Abigail de Kosnik receives Berkeley Collegium Grant

Professor Abigail De Kosnik, BCNM and Theatre, Dance and Performance assistant professor, received a grant from the Berkeley Collegium for her course "Making Sense of Cultural Data." Prof. De Kosnik received the Collegium's grant, Narrowing the Gap Between Teaching and Research.

The Berkeley Collegium was set up by Chancellor Birgeneau in 2012, with the mission of fostering innovation and excellence in undergraduate teaching at UC Berkeley. The Collegium provides exceptional faculty members with resources for initiatives to elevate teaching, especially at the undergraduate level, across the campus. The Collegium leads the identification and development of new ideas, supports their implementation, and assesses their success. Among various other projects, the Collegium has been working to articulate and promote a broad vision to narrow the gap between teaching and research on the Berkeley campus. The long-term aim of this ongoing project is to engender and sustain a cultural shift on campus, whereby faculty and students alike come to view undergraduate engagement in research as a fundamental, desirable, and assumed element of every undergraduate’s Berkeley experience.

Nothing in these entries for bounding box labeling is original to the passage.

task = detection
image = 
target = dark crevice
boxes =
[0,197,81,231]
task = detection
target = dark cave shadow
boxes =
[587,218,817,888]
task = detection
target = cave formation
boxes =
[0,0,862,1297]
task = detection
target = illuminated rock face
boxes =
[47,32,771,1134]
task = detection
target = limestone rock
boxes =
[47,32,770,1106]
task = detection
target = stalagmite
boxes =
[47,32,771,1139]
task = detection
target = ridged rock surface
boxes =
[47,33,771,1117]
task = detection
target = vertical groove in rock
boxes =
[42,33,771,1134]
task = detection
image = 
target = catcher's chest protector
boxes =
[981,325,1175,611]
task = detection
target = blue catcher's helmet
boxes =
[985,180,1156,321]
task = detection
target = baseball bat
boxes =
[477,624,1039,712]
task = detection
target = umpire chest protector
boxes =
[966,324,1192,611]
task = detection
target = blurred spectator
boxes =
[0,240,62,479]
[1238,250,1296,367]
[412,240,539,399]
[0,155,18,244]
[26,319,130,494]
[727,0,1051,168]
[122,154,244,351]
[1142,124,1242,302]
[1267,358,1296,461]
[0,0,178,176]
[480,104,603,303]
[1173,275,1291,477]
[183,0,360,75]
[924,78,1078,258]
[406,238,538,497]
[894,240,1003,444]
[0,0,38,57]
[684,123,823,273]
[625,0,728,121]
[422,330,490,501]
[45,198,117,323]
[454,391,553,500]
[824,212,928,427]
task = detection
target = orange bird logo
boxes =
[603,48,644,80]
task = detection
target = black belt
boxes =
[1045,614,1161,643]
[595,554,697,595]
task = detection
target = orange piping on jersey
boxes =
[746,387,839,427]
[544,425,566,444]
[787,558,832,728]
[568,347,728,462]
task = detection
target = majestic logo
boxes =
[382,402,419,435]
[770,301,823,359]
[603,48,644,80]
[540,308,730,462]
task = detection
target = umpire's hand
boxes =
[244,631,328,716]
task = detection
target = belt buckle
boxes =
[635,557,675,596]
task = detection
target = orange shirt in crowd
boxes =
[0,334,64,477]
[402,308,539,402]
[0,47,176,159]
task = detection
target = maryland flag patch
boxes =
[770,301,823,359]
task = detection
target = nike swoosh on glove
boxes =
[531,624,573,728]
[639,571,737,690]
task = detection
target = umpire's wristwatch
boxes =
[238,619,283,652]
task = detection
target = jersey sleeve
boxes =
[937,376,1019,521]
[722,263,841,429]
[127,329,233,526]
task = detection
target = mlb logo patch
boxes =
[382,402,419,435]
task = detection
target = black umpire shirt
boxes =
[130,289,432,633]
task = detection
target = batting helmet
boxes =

The Narrowing the Gap funding program was established in 2015 to support projects aimed at narrowing the gap between teaching and research at Berkeley. Detailed information about the aims of this program, and instructions on how to apply for the 2016-2018 funding cycle can be found here.

Previous grant recipients have been Nicholas Swanson-Hysell (Department of Earth and Planetary Science), Robert Rhew (Department of Geography), Patricia Steenland (College Writing Programs), and Oscar Dubon (College of Engineering).

Prof. De Kosnik describes her goal for “Making Sense of Cultural Data” as to introduce students to leading-edge tools, and to train them in the critical digital humanities methods that they will need to “make sense” of textual, audiovisual, and quantitative data. Students will learn how to craft high-level humanities queries about cultural and social texts, how to design specific and effective queries for large databases of words and images, and how to link those two lines of investigation. Students will collaborate with one another and with tool developers (invited as guests to the seminar) to conduct their data analyses and produce visualizations. The student teams will then co-author article-length papers that they may submit for conference presentations and/or journal publications. With a Graduate Student Instructor (who will be supported by the Berkeley Center of New Media), Prof. De Kosnik will teach a curriculum that orients students to relevant humanities and data methods generally, and then will closely advise and guide student teams’ research projects, and facilitate their cooperation with tool developers.

Undergraduates who take this course will have the chance, not just to master established research methods, but to pioneer new ones. They will not only read research authored by established scholars, but will conduct and author their own innovative research in a wide range of fields, including film, television, and new media studies, gender studies, and ethnic studies.